Löwendenkmal der Girardeallee

Künftiger Standort ist der Stadtgarten

Umzug in die Werkstatt: Günter Döhnert bedient den Bagger, Hilmar (verdeckt) und Klaus Roese (r.) nehmen den Löwen in Empfang.

BAD HONNEF. Der schlafende Löwe hat das Fliegen gelernt: Am Mittwochmorgen nahm ein Bagger die von der Patina der Jahrzehnte verdunkelte Muschelkalk-Skulptur an der Girardetallee an den Haken, und sie trat die Reise zum Restaurator an.

An den alten Platz zurückkehren wird der Löwe, der rund vier Tonnen wiegt, nicht. Nach fachmännischer Aufarbeitung soll der gut 2,70 Meter lange und 80 Zentimeter breite steinerne König der Tiere samt seinem Sockel im Park an der Alexander-von-Humboldt-Straße neu enthüllt werden.

Im März soll es soweit sein, berichtete am Mittwoch Diether Habicht-Benthin, Vize-Vorsitzender der Initiative für Wirtschaft Bad Honnef - "passend zur Krokusblüte drum herum". Wie berichtet, hatte die Initiative, die auch das Projekt mit Tausenden Krokussen auf Honnefs Grünflächen unter ihren Fittichen hat, beantragt, das Denkmal zu restaurieren. Der Löwe, entstanden in den 20er Jahren und seit den 60ern nahe der B 42 platziert, sollte zudem einen würdigeren Platz bekommen. Die Skulptur, in ihrer Symbolik typisch für die Zeit nach dem Ersten Weltkrieg, habe bis heute einen Stellenwert im kollektiven Gedenken, etwa jährlich beim Volkstrauertag.

Der Löwe beschäftigte auch die Schüler der Klasse 9 a der Realschule Sankt Josef: Unter anderem an seinem Beispiel gingen sie Fragen zu Krieg und Gedenken nach. In einem fächerübergreifenden Projekt bearbeiteten sie Entstehungsgeschichte und Symbolik und erörterten die Frage, welchen Stellenwert Denkmäler und Gedenken heutzutage in der Gesellschaft haben. Ihr Projekt mündet in einer Ausstellung, die vom 12. Januar an im Rathaus gezeigt wird.

Mit Lehrerin Nataly Weinbeer beobachteten die Jugendlichen gestern, wie Günter Döhnert und Alfred Rein den Löwen mit viel Fingerspitzengefühl mit dem Bagger-Ausleger vom Sockel hievten und auf den Transporter des Steinmetzbetriebes von Hilmar und Karl Roese verluden. In den kommenden Wochen folgen noch der Sockel und die Stufen.

Alle Teile des Denkmales aus Würzburger Muschelkalk werden laut Hilmar Roese nun zunächst gereinigt, auf Schadstellen untersucht, gegebenenfalls ausgebessert und hydrophobiert. Letzteres ist eine Art besonderer Imprägnierung. Dasselbe Prozedere lassen die Fachleute dem Sockel angedeihen; auch wird die Inschrift wieder hergestellt.

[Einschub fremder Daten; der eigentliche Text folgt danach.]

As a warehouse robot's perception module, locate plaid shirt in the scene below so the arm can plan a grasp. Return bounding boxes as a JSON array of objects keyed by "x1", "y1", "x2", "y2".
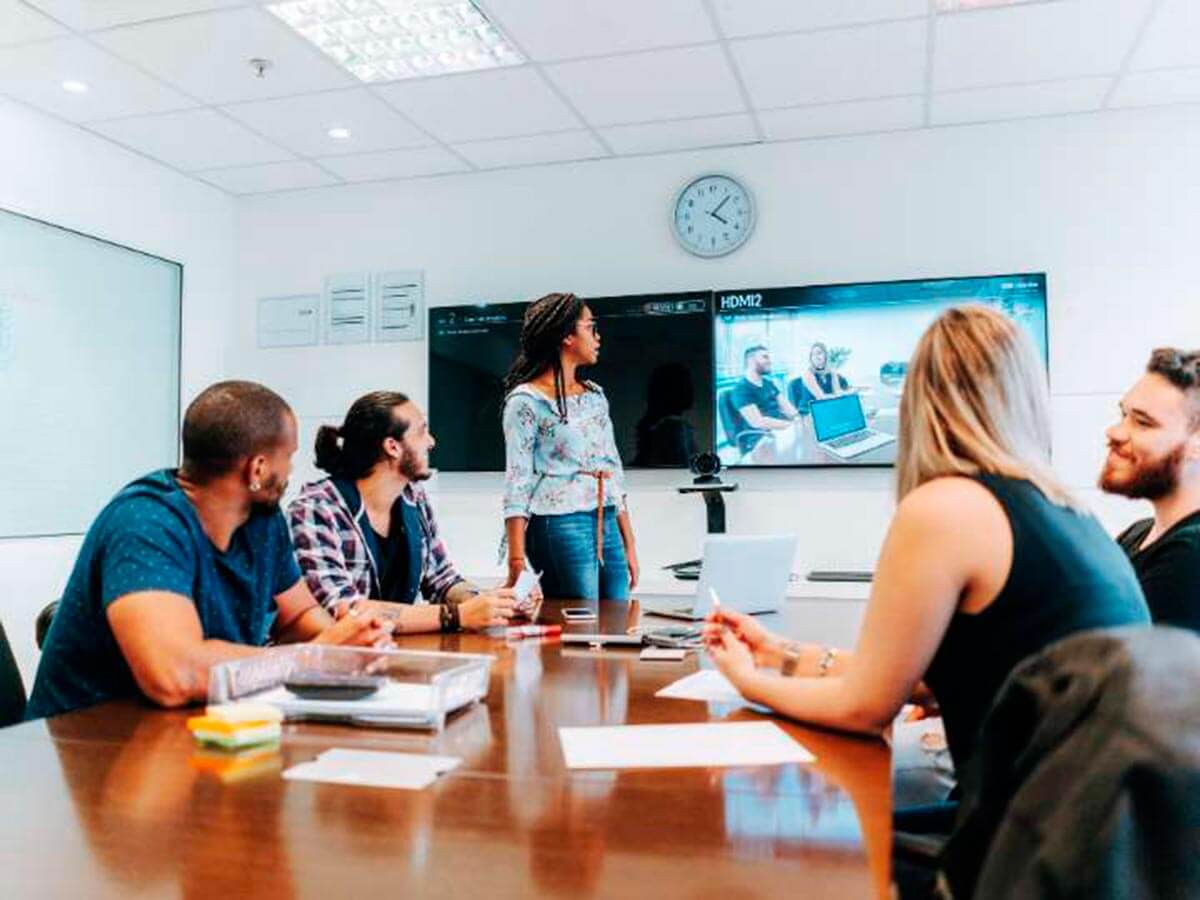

Ermöglicht wurde die Aktion - Habicht-Benthin schätzt die Kosten auf 10.000 Euro - durch Privatsponsoren. Allen voran sind dies Juppi Pütz und Familie sowie Renate Westhoven, die damit ein Anliegen ihres verstorbenen Mannes Siegfried Westhoven in die Tat umsetzt und gestern ebenfalls zur Girardetallee gekommen war. Habicht-Benthin dankte auch Uwe Westhoven und Matthias Hupperich, deren Firma den Transport übernimmt.

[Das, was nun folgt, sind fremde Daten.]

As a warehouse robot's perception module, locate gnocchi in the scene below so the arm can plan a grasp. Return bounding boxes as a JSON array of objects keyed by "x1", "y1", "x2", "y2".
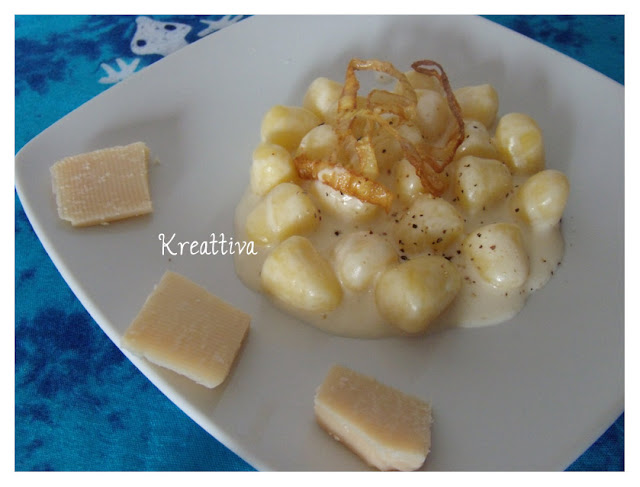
[{"x1": 234, "y1": 59, "x2": 569, "y2": 338}]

Uwe Westhoven gab das Kompliment zurück: "Das war ein richtiges Stück Detektivarbeit", sagte er an die Adresse Habicht-Benthins. Schließlich habe vor der Aktion vieles geklärt werden müssen, sogar mit dem Rheinischen Amt für Denkmalpflege wurde alles abgestimmt. Nicht zuletzt musste mit der Stadt ein besserer Ort gefunden werden. Das sei gelungen, meinte auch Bürgermeister Otto Neuhoff: "Löwen lieben es ruhig - vor allem wenn sie schlafen."